Law School to Host Conference on Youth and Police

In an effort to advance public discourse about the ongoing national crisis over police-community relations in urban America, the University of Chicago Law School is hosting a conference on youth and police.

The April 24-25 conference is designed to contribute to the development of concrete policy, advocacy and research agendas for addressing issues arising from the interactions between youth and police.

The two-day event was jointly organized by the Law School’s Mandel Legal Aid Clinic and the Invisible Institute, a Chicago-based journalistic production company. It will feature six panel discussions, which will explore different aspects of police and youth encounters. Panelists include scholars, police officers, students, advocates, judges and journalists from around the country.

Organizers say they began planning the conference two years ago, but recent police shootings across the country have helped put these issues at the center of a national conversation. 

“There has never been a more critical time in our country to address the relationship between black youth and police,” said Craig Futterman, clinical professor of law and founder of the Civil Rights and Police Accountability Project of the Mandel Legal Aid Clinic. “The divide between black teens and police presents one of our greatest challenges throughout urban America.”

Futterman said the deep distrust that has taken hold over the years hurts both children and law enforcement. “Without trust,” he added, “We cannot address violence in our most vulnerable communities.”

The UChicago conference has grown out of the Youth & Police Project, an ongoing social research initiative by the Mandel Legal Aid Clinic and the Invisible Institute. The project, started in 2011, has brought attorneys, journalists, academics and community activists together with teenagers living on the South and West sides of Chicago. Through interviews and role-playing, the teenagers share their experiences with police and researchers, and recount how those experiences affect and shape their thinking and behavior.   

“We have learned a great deal from our young collaborators,” said Jamie Kalven, a writer and human rights activist with the Invisible Institute. “They have challenged us and unsettled our thinking. The conference is designed around themes and lines of inquiry that have emerged from our conversations."

During the conference, each panel will begin with a short video prepared for the conference, in collaboration with the high school students involved in the project. A moderated discussion among three to four panelists will explore questions and issues that will include significant interplay with the audience.

For example, in the panel, “They Have All the Power,” Futterman will discuss police accountability with panelists Cathy Cohen, the David and Mary Winton Green Professor of Political Science at UChicago; Delores Jones-Brown, Professor of Law, Police Science and Criminal Justice Administration at John Jay College of Criminal Justice; and Chris King, managing editor of the St. Louis American. They will examine the costs and harms of the absence of accountability, how the lack of accountability affects the relationships between youth and police, and how improved transparency and accountability affect youth/police relations.

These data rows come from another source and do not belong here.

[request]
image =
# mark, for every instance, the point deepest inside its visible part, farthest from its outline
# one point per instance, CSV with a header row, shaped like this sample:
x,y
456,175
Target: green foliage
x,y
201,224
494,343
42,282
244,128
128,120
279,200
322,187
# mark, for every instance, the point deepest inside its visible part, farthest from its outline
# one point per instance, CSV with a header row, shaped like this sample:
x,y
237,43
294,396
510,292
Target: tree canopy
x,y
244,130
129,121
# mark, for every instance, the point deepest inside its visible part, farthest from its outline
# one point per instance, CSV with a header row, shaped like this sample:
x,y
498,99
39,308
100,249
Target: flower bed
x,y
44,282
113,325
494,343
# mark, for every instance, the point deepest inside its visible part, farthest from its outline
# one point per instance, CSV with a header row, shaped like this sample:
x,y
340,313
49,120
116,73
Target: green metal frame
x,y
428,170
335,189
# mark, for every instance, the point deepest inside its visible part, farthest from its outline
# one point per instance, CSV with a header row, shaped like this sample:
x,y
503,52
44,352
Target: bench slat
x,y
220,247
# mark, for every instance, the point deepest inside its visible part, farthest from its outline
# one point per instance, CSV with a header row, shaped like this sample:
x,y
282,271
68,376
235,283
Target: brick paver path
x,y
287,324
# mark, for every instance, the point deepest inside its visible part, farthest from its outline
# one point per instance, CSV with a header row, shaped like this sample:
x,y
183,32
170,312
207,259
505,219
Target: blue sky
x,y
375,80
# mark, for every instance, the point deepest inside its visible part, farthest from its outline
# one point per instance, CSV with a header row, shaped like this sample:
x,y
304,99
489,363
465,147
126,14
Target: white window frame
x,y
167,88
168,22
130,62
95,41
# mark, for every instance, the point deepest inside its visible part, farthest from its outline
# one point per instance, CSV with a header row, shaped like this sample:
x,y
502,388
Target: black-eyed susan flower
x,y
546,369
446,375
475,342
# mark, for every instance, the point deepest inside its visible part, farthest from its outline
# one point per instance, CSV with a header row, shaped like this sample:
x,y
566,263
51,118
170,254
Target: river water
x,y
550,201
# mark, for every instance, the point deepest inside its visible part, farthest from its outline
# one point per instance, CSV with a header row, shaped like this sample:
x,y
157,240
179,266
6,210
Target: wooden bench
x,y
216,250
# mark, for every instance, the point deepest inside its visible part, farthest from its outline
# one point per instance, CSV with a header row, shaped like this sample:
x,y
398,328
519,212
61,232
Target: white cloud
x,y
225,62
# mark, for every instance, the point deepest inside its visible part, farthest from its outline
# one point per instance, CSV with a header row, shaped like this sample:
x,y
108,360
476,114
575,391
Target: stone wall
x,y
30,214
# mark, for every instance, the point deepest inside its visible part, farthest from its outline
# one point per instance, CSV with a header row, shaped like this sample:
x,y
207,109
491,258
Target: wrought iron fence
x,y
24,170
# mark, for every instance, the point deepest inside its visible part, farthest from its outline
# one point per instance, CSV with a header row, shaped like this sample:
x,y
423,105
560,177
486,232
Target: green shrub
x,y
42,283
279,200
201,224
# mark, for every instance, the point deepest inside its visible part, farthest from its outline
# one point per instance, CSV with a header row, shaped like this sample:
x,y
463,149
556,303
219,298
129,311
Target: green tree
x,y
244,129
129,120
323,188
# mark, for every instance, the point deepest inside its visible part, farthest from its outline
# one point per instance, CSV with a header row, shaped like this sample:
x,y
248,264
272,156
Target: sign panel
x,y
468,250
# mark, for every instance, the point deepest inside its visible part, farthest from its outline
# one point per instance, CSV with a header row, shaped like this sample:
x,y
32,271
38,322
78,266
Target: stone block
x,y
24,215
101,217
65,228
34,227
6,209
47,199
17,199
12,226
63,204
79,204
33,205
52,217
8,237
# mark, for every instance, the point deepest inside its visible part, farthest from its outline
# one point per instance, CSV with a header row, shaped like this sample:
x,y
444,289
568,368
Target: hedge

“Our conversations will be the essence of the event,” said Kalven. “We see the individual panels as part of a continuing conversation.  Each will build on what comes before.”  

Futterman hopes that the conference will contribute to greater clarity about “how to build the kind of relations that are necessary to fight crime, how to effectively address abuses when they occur, and how to improve the lives of youth and the jobs of police.” 

The panels will be moderated by Kalven and Steve Edwards, executive director of UChicago’s Institute of Politics.